02 October 2007

[urban_design] The Grid

979. The subject of city layout and address structures is one I've not touched on often of late (well, at all actually) but one which I keep mad keen interest in.

Latterly I was delighted to find an article in Wikipedia about that mainstay of the anglo-American city, the gridiron; read all about it here. The biggest takeaway for me was that, despite the prepoderance of such a grid plan in modern cities and the apparent lack in older ones, the gridiron type of street plan actually goes back a heck of a long way back–to the Indus Valley civilzations.
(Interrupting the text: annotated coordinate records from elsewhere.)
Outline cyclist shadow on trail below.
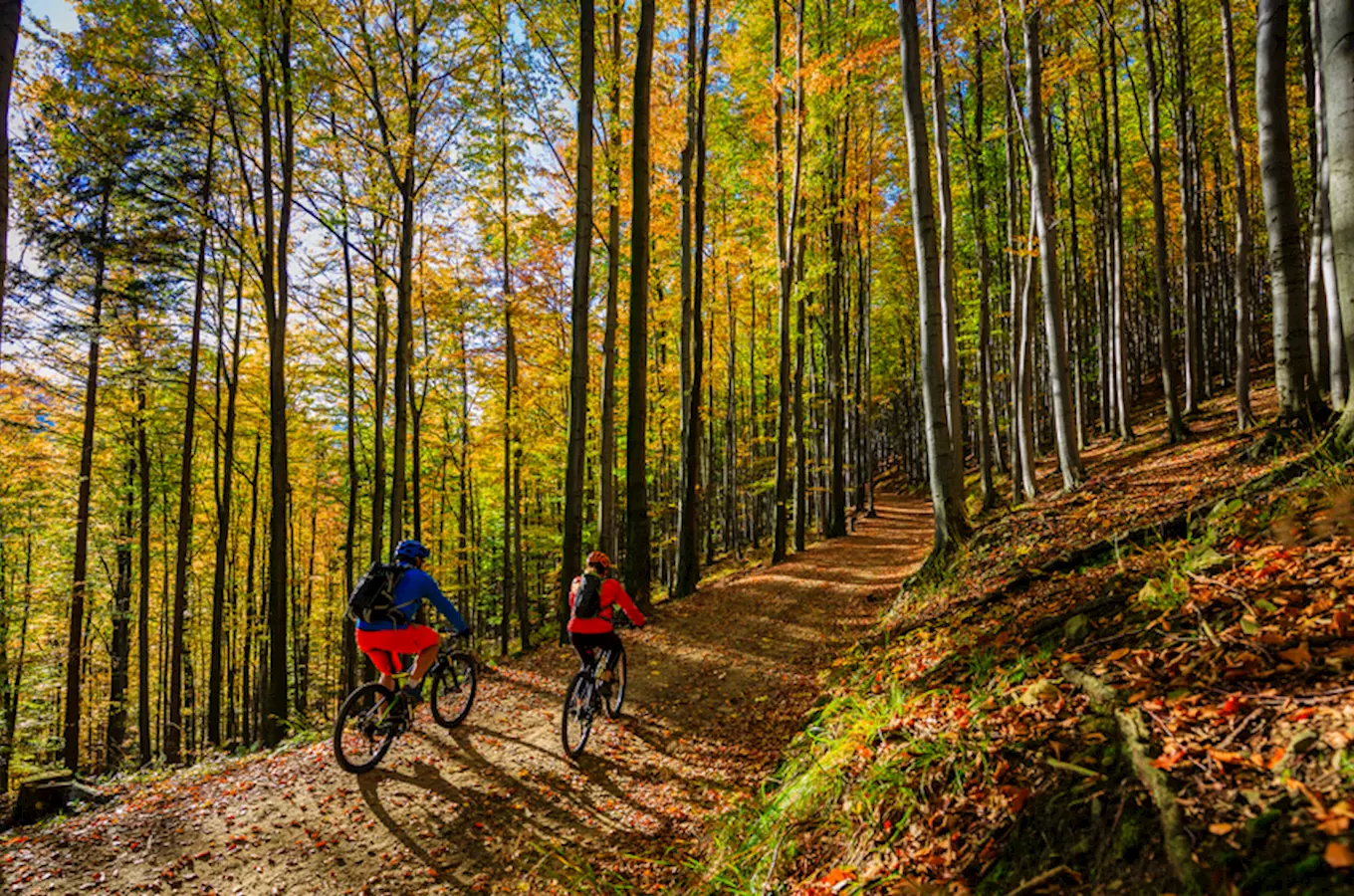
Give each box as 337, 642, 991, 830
357, 762, 490, 882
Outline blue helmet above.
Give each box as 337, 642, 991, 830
395, 539, 428, 563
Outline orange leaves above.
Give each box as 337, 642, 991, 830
1278, 641, 1312, 666
1324, 840, 1354, 867
817, 867, 856, 891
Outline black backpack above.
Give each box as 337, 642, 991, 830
574, 572, 601, 618
348, 563, 409, 625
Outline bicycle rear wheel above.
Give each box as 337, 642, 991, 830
560, 671, 593, 760
428, 654, 479, 730
602, 647, 625, 719
335, 681, 399, 775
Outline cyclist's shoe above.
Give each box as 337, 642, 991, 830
399, 685, 422, 709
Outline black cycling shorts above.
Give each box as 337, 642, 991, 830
568, 631, 620, 670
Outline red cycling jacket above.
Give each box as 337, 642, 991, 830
568, 575, 644, 635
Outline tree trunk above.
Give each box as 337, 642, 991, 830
0, 0, 23, 362
898, 0, 964, 558
786, 0, 808, 551
337, 111, 361, 693
106, 456, 136, 771
207, 194, 243, 747
558, 0, 595, 643
63, 177, 113, 772
926, 0, 964, 502
1219, 0, 1255, 429
968, 29, 997, 511
1255, 0, 1324, 425
597, 0, 621, 558
1025, 5, 1084, 492
1143, 0, 1189, 444
259, 0, 294, 747
673, 0, 710, 597
1317, 0, 1354, 451
771, 0, 793, 563
625, 0, 655, 612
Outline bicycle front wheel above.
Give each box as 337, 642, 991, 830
429, 654, 479, 730
560, 671, 593, 760
602, 647, 625, 719
335, 681, 399, 775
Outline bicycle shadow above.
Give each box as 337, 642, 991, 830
357, 761, 492, 884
Grid plans actually seem to date, in the US, from the time of the original layout of Philadelphia which was design with wide straight streets and big blocks as a way to prevent the firetrap problems of cities that grew more organically.

And latterly, even though Europe is (at least to me) not known for griddled towns, there is at least one that qualifies–a town created in the 1960's, the "new town" of Milton Keynes.

While its more of a wobbly, wavy grid, MK's structure is that of the grid, with wide boulevards laid out to get you from one area of town to another, including wide roundabouts, as the map here will show:

This map was nicked from www.mkweb.co.uk, to which all credit goes. Read about Milton Keynes at Wikipedia here.

A net of H (Horizontal) roads mesh with V (Vertical) roads as a top-level in a street hierarchy, highly untypical for a European city–at least from an American perspective.